Legend has it that the game itself was invented in the 17th Century by an English poet named Sir John Suckling, which may explain the poetic elegance I’ve always found in the game.  You can hardly count the above hand without lapsing into sing-song.  Add this to the list of delights.

Over the last month or so at terra incognita, I’ve been reflecting on some of the small sources of joy I have in my life that help me improve and maintain my positive affect—simple delights that I can count on to lift my spirits and deepen my joy. As unspiritual as it sounds to say it, a simple game of crib is one such pleasure.

Playfulness does not generally get the same air-time in theological reflections as some of the weightier matters of life with the Lord—the atonement, prayer, acts of mercy, and so on—and perhaps there is good reason for this. That said, there’s a place in Chesterton's Orthodoxy I’ve never forgotten, where he describes a small child giggling uncontrollably over a repetitive game of peek-a-boo, squealing "Do it again! Do it again!” with unbridled delight. It’s an image I expect many of us have seen. Children, he says, never tire of repetition so long as it’s attached to joyful play like this.

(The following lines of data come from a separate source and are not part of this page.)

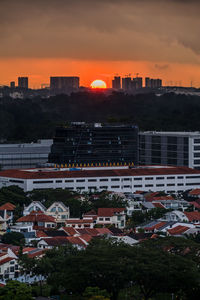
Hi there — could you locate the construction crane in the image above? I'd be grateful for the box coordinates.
[135,73,139,78]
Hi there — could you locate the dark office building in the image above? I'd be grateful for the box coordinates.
[18,77,28,89]
[49,123,139,166]
[132,77,143,89]
[122,77,132,91]
[50,76,79,95]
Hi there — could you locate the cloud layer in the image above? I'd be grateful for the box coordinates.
[0,0,200,64]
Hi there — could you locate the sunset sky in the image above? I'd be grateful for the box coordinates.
[1,0,200,88]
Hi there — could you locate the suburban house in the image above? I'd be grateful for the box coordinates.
[46,202,70,225]
[65,218,94,229]
[161,210,188,222]
[97,208,126,228]
[0,247,18,281]
[23,201,46,216]
[0,202,16,230]
[13,211,56,232]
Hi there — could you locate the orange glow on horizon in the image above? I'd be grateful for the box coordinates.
[1,58,200,89]
[90,79,107,89]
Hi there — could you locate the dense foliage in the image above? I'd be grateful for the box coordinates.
[1,92,200,141]
[19,237,200,300]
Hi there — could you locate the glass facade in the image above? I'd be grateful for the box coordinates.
[49,123,139,165]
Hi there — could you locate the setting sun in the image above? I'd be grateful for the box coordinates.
[90,79,107,89]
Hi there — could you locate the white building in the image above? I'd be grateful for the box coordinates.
[139,131,200,169]
[1,165,200,194]
[97,208,126,229]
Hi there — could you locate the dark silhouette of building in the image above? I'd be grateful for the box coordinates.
[10,81,15,88]
[145,77,162,88]
[132,77,143,89]
[122,77,132,91]
[18,77,28,89]
[50,76,79,95]
[49,123,139,166]
[112,76,121,90]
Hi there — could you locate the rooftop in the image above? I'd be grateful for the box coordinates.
[0,166,199,179]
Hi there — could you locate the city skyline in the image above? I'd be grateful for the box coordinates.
[1,0,200,88]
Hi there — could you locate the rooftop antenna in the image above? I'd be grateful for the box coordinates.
[136,73,139,78]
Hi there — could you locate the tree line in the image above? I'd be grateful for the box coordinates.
[1,92,200,141]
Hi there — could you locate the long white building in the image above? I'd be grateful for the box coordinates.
[0,165,200,193]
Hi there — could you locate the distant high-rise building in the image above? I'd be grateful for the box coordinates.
[18,77,28,89]
[122,77,132,91]
[132,77,143,89]
[145,77,162,88]
[112,76,121,90]
[10,81,15,88]
[50,76,79,95]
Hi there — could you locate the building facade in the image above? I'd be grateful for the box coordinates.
[48,123,139,166]
[50,76,79,95]
[0,139,53,170]
[139,131,200,169]
[112,76,121,90]
[1,165,200,193]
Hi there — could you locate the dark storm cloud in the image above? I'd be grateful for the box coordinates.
[0,0,200,63]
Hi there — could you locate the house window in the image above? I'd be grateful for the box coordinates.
[167,177,175,179]
[88,179,97,182]
[123,185,131,188]
[123,178,131,181]
[100,179,108,182]
[156,177,164,180]
[134,178,142,181]
[58,207,63,212]
[76,179,85,182]
[156,184,164,187]
[10,267,15,272]
[145,184,153,187]
[61,215,66,219]
[105,218,110,221]
[111,178,120,181]
[99,217,103,221]
[100,186,108,189]
[134,185,142,188]
[145,177,153,180]
[65,180,74,183]
[167,184,175,186]
[33,180,53,184]
[111,186,120,188]
[56,180,62,183]
[177,176,184,179]
[50,207,56,212]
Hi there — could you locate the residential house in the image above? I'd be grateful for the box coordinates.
[97,208,126,229]
[23,201,46,216]
[0,203,16,230]
[46,202,70,225]
[65,218,94,229]
[0,247,19,281]
[11,211,56,237]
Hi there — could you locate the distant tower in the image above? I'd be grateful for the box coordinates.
[18,77,28,89]
[122,76,132,91]
[112,76,121,90]
[10,81,15,88]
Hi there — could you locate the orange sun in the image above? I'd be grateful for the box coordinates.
[90,79,107,89]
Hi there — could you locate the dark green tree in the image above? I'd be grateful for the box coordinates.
[2,232,25,246]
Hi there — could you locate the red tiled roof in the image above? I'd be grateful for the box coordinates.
[189,189,200,196]
[76,228,99,236]
[61,227,78,236]
[168,225,190,235]
[152,202,166,209]
[184,211,200,222]
[190,202,200,209]
[0,166,199,180]
[41,237,69,246]
[36,231,48,238]
[28,249,45,258]
[98,208,125,217]
[0,283,5,287]
[146,196,174,202]
[67,236,86,247]
[0,257,15,265]
[79,234,93,243]
[17,211,56,223]
[0,202,16,211]
[95,228,112,235]
[145,221,166,231]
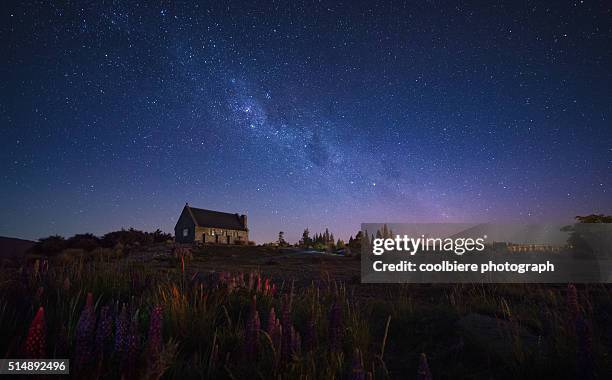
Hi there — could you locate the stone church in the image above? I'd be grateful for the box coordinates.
[174,203,248,244]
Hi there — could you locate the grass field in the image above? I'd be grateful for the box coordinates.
[0,243,610,379]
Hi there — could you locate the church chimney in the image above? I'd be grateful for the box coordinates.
[240,214,247,229]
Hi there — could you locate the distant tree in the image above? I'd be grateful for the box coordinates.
[152,229,172,243]
[34,235,66,255]
[301,228,311,246]
[575,214,612,223]
[349,231,363,253]
[336,239,345,249]
[278,231,286,246]
[66,233,100,252]
[382,224,389,238]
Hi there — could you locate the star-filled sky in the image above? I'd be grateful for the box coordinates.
[1,1,611,243]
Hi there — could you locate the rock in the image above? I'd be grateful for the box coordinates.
[457,313,539,359]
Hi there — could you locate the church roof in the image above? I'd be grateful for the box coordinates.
[185,205,248,231]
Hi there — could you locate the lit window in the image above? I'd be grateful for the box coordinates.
[182,228,188,237]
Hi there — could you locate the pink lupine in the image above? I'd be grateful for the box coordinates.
[74,293,96,370]
[266,307,277,335]
[329,301,343,352]
[417,353,432,380]
[115,303,129,353]
[95,305,114,357]
[148,305,163,356]
[263,278,271,295]
[24,307,46,358]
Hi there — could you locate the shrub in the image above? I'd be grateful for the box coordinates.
[67,233,100,252]
[32,235,66,256]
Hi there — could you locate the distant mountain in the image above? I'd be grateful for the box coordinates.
[0,236,35,257]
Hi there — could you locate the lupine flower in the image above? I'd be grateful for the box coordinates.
[329,301,343,352]
[115,303,129,353]
[303,310,316,352]
[244,296,260,358]
[122,319,140,378]
[417,353,432,380]
[575,315,593,380]
[280,294,293,361]
[350,348,365,380]
[266,307,277,336]
[95,305,114,357]
[24,307,46,358]
[263,278,271,295]
[567,284,579,322]
[148,305,163,356]
[74,293,96,370]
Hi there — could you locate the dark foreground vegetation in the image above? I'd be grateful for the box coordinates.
[0,241,611,380]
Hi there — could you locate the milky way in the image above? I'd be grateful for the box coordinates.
[1,1,611,243]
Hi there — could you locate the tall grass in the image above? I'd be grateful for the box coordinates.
[0,256,610,379]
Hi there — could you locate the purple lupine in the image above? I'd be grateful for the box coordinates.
[148,305,163,356]
[303,309,316,352]
[122,319,140,379]
[575,315,594,380]
[417,353,432,380]
[115,303,129,353]
[74,293,96,370]
[244,296,260,358]
[280,294,293,362]
[350,348,365,380]
[329,301,343,352]
[95,305,114,358]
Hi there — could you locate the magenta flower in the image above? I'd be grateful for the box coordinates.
[24,307,46,358]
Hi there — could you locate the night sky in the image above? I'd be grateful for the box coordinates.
[1,1,611,243]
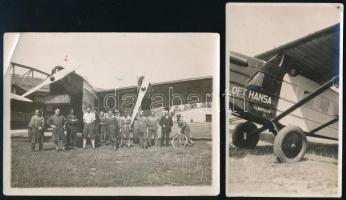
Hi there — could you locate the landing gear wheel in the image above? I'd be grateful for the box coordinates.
[274,125,307,163]
[172,133,188,149]
[232,122,259,149]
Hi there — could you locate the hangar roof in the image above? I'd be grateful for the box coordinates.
[256,23,340,85]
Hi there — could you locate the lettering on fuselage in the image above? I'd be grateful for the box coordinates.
[231,86,272,105]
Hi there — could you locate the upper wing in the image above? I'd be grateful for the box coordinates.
[22,67,78,97]
[256,23,340,85]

But then Chesterton points out that the Creator designed our world in just such a way that the sun would repetitively rise, day after day without ceasing, always new and yet always the same as the day before. Chesterton asks us to imagine him, the Creator, delightedly calling the sun to rise each morning, just like it did yesterday, crying “do it again!” with holy delight over this celestial game of peek-a-boo.

It's almost so beautiful as to feel irreverent.

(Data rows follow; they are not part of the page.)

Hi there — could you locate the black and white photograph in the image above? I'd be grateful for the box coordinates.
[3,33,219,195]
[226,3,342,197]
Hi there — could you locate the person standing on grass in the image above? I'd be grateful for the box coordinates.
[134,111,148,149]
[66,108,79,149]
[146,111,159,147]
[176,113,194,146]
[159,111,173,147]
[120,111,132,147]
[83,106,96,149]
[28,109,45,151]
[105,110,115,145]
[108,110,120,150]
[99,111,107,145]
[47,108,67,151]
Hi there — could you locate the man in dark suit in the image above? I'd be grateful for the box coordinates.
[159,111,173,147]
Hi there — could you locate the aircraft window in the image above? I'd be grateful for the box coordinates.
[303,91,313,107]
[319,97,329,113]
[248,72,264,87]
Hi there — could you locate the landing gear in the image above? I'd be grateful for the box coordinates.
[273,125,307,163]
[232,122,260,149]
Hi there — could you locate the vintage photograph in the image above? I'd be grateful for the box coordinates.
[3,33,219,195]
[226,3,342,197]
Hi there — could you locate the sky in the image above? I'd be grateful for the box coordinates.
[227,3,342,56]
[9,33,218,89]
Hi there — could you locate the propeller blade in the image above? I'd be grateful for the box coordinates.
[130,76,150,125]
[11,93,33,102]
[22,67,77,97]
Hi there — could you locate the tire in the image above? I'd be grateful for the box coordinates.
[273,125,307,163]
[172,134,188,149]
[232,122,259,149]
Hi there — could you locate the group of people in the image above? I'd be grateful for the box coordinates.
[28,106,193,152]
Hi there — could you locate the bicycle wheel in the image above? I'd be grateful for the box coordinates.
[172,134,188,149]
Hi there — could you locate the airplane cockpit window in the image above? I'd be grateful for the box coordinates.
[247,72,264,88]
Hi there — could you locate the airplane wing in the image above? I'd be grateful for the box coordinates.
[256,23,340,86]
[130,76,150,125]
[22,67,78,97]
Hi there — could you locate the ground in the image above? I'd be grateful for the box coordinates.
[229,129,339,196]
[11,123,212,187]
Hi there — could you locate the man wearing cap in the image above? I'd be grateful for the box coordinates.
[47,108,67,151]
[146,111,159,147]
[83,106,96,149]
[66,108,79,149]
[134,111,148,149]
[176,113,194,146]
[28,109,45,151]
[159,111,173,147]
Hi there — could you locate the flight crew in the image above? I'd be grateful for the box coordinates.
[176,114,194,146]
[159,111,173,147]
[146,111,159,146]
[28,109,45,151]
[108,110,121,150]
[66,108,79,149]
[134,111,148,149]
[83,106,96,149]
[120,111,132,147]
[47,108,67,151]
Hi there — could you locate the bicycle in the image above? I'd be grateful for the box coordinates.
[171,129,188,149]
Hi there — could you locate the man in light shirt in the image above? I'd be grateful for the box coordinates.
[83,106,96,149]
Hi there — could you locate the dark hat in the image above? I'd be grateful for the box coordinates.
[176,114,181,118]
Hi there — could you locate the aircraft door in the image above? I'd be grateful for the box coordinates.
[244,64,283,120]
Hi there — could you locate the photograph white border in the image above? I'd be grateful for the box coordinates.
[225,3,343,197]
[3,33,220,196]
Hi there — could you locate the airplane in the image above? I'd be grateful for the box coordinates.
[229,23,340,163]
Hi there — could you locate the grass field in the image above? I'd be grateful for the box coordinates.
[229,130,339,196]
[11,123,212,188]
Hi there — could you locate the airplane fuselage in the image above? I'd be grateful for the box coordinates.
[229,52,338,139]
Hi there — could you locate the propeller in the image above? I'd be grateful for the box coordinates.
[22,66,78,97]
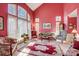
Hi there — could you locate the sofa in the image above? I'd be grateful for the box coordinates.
[39,32,55,40]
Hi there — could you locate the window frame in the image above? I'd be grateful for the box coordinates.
[8,4,29,39]
[18,6,27,19]
[8,4,17,16]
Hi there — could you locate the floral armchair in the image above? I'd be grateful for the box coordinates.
[56,30,67,42]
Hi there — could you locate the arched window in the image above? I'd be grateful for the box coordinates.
[8,4,31,39]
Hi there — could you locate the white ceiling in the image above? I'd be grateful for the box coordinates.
[26,3,43,11]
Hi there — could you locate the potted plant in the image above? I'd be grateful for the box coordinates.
[21,33,29,43]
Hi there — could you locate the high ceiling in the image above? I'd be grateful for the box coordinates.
[26,3,43,11]
[26,3,77,17]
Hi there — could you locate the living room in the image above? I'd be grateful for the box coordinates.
[0,3,79,56]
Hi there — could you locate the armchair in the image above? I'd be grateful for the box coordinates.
[0,37,17,56]
[56,30,67,42]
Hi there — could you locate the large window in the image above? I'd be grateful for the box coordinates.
[8,4,16,16]
[27,14,31,39]
[8,15,17,38]
[8,4,17,38]
[56,16,61,35]
[18,19,27,39]
[8,4,30,39]
[17,6,27,39]
[18,6,27,19]
[35,18,39,36]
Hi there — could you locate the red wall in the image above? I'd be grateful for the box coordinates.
[34,3,64,32]
[0,3,33,37]
[0,4,8,36]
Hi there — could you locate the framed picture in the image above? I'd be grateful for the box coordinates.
[0,16,4,30]
[43,23,51,29]
[56,16,61,21]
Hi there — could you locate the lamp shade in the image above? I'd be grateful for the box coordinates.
[72,29,77,34]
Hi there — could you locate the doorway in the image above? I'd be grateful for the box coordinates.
[67,9,77,33]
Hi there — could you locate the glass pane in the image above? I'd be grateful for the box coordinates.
[56,22,60,35]
[8,4,16,15]
[35,23,39,35]
[8,15,17,38]
[18,6,27,19]
[18,19,27,39]
[27,22,31,39]
[56,16,61,21]
[27,14,31,39]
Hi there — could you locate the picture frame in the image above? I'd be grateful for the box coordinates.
[43,23,51,29]
[56,16,61,21]
[0,16,4,30]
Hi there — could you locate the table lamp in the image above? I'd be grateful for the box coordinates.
[72,28,77,40]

But if Chesterton's on to something here, then maybe there really is something about play that helps us glimpse something true about God. For all I know, we do in fact get a small glimmer of the delight God took in creating the world, when we enjoy the playfulness of a satisfying game. It's not nearly so glorious as a sunrise of course, but still, like each new dawn, crib too is a game that's different each time you come to it, and yet for all that, still it’s always the same as it was before.